14 14 METODE Metode penelitian mengacu pada tujuan penelitian yakni 1) membuat model sekolah hijau dalam bidang sains dan matematika, dan 2) melakukan ujicoba penggunaan model pembelajaran yang telah dikembangkan. Penelitian ini tergolong deskriptif eksploratif, yang bertujuan untuk memaparkan kondisi kekinian terhadap fenomena-fenomena yang teramati.

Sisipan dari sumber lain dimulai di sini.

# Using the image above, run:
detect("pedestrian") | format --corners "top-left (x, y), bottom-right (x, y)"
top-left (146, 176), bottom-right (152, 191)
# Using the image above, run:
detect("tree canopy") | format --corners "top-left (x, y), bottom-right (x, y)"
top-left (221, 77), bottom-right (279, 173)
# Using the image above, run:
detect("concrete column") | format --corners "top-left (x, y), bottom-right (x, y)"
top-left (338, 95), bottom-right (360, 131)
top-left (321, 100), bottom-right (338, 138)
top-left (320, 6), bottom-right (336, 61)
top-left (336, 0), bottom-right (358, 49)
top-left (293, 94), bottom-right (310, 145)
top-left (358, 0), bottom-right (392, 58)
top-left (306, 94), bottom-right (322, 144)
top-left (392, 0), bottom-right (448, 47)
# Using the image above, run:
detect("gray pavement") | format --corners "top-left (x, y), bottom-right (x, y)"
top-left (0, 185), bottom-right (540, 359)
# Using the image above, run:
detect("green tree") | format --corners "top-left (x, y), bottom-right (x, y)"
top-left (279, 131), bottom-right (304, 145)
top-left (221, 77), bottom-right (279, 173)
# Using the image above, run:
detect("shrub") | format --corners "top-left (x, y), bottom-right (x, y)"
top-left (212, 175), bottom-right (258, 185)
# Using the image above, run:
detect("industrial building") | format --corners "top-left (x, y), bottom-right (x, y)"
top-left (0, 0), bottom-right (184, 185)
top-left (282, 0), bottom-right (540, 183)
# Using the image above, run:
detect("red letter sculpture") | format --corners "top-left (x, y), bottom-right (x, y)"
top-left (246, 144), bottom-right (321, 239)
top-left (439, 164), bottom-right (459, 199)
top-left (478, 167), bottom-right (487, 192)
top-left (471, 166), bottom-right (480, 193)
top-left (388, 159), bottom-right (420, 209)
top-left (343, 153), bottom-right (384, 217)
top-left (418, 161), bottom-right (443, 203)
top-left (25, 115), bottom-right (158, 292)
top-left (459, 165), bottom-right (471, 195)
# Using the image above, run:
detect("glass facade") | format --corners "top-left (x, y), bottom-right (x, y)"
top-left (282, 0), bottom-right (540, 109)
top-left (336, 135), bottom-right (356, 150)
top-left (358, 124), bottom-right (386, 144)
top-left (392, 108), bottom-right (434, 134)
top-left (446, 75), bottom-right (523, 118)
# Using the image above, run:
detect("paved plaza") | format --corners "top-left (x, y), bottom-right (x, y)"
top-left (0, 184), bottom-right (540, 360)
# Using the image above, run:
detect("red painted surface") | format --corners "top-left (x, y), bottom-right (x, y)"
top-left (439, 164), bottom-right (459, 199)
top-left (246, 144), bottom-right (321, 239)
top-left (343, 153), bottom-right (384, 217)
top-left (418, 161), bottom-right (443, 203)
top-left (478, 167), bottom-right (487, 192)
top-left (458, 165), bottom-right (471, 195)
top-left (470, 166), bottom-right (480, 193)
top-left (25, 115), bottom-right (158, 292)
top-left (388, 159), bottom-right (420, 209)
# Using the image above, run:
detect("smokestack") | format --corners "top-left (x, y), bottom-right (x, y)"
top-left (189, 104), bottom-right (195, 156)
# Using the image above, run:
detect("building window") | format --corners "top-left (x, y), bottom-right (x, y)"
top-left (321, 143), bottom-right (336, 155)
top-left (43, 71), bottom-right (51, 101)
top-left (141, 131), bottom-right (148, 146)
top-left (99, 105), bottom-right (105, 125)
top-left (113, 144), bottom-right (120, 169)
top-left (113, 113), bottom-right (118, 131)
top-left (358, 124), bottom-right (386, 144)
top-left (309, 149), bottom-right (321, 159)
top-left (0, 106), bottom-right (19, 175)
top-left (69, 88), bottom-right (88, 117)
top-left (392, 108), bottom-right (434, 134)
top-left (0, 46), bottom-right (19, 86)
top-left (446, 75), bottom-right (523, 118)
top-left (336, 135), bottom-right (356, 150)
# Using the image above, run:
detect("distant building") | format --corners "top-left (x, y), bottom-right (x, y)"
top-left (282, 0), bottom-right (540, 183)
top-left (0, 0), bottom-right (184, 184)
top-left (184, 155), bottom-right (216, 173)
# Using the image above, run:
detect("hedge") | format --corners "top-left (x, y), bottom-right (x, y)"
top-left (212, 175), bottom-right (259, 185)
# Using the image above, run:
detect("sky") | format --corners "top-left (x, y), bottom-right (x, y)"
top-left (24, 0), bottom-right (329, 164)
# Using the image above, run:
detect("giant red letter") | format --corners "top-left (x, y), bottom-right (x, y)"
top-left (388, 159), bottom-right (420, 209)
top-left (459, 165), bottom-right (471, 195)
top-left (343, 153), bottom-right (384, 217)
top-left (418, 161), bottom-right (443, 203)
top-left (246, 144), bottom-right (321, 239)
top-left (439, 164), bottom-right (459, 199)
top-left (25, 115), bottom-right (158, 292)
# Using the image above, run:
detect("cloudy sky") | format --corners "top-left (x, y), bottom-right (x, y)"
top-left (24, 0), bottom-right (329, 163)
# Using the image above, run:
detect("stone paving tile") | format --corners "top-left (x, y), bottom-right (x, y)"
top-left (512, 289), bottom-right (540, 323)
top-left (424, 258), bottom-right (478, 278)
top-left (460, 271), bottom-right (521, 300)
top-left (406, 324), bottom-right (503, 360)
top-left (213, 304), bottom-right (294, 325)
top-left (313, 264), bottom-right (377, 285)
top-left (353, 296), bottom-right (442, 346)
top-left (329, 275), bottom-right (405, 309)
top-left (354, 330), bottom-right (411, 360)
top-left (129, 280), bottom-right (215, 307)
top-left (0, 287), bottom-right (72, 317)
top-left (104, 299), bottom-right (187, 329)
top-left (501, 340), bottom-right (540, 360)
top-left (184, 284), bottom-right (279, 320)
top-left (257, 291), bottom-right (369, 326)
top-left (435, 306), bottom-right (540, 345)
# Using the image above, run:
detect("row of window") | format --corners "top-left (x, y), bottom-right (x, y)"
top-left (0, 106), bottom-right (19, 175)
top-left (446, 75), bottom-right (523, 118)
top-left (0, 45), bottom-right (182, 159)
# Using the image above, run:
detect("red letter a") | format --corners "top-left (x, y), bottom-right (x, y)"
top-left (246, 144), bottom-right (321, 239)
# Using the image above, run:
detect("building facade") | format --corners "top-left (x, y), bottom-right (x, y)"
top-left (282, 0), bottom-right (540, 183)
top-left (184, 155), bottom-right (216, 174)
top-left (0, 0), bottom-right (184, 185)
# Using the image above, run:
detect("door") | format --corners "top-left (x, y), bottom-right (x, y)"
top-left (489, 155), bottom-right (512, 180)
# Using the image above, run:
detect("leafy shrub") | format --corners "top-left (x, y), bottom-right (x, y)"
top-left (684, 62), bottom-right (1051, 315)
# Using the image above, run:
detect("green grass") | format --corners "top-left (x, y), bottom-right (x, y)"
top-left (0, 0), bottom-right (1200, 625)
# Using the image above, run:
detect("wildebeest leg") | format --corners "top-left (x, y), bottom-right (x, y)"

Kegiatan penelitian meliputi 1) membuat perangka pembelajaran berdasarkan model sekolah hijau, dan 2) ujicoba perangkat pembelajaran. Langkah-langkah yang ditempuh dalam membuat perangkat pembelajaran berdasarkan model sekolah hijau sebagai berikut: 1. Menetapkan KD hasil pengembangan KTSP yang bernuansa lingkungan. Hasil ini diperoleh dari penelitian tahun pertama. Salah satu KD akan dijadikan fokus utama dalam kegiatan pengembangan perangkat pembelajaran. KD ini dan beberapa KD lainnya akan digunakan oleh mahasiswa dalam membuat skripsi. 2. Pendokumentasian lingkungan belajar siswa, hasil dokumentasi berupa foto-foto akan digunakan dalam kegiatan workshop pengembangan perangkat pembelajaran. 3. Melaksanakan workshop penyusunan perangkat pembelajaran. Peserta workshop terdiri atas 28 orang guru kelas V SD, 3 orang kepala sekolah. 2 orang pengawas TK/SD, 3 orang mahasiswa S1 Pendidikan Biologi FKIP Unlam Banjarmasin, dan 1 orang mahasiswa S1 Pendidikan Biologi STKIP Banjarmasin. Mahasiswa yang berperan aktif dalam kegiatan ini sedang mempersiapkan tugas menyusun skripsi. 4. Melakukan finalisasi hasil workshop, ini dimaksudkan untuk menanggulangi keterbatasan kemampuan peserta workshop. Kegiatan ini dilakukan oleh peneliti berserta tim pengembang dan mahasiswa yang akan menyelesaikan tugas skripsi. Produk yang dihasilkan dari kegiatan ini adalah perangkat pembelajaran sains dan matematika meliputi buku siswa, buku guru, RPP, dan LKS. Langkah-langkah ujicoba perangkat pembelajaran berdasarkan model sekolah hijau yang diperoleh dari kegiatan workshop sebagai berikut: 1. Menetapkan sekolah yang dijadikan ujicoba pengembangan produk. 2. Melaksanakan kegiatan pembelajaran untuk memperoleh data kualitatif dan data kuantitatif. 3. Melakukan analisis data hasil pembelajaran berupa data kualitatif dan kuantitatif.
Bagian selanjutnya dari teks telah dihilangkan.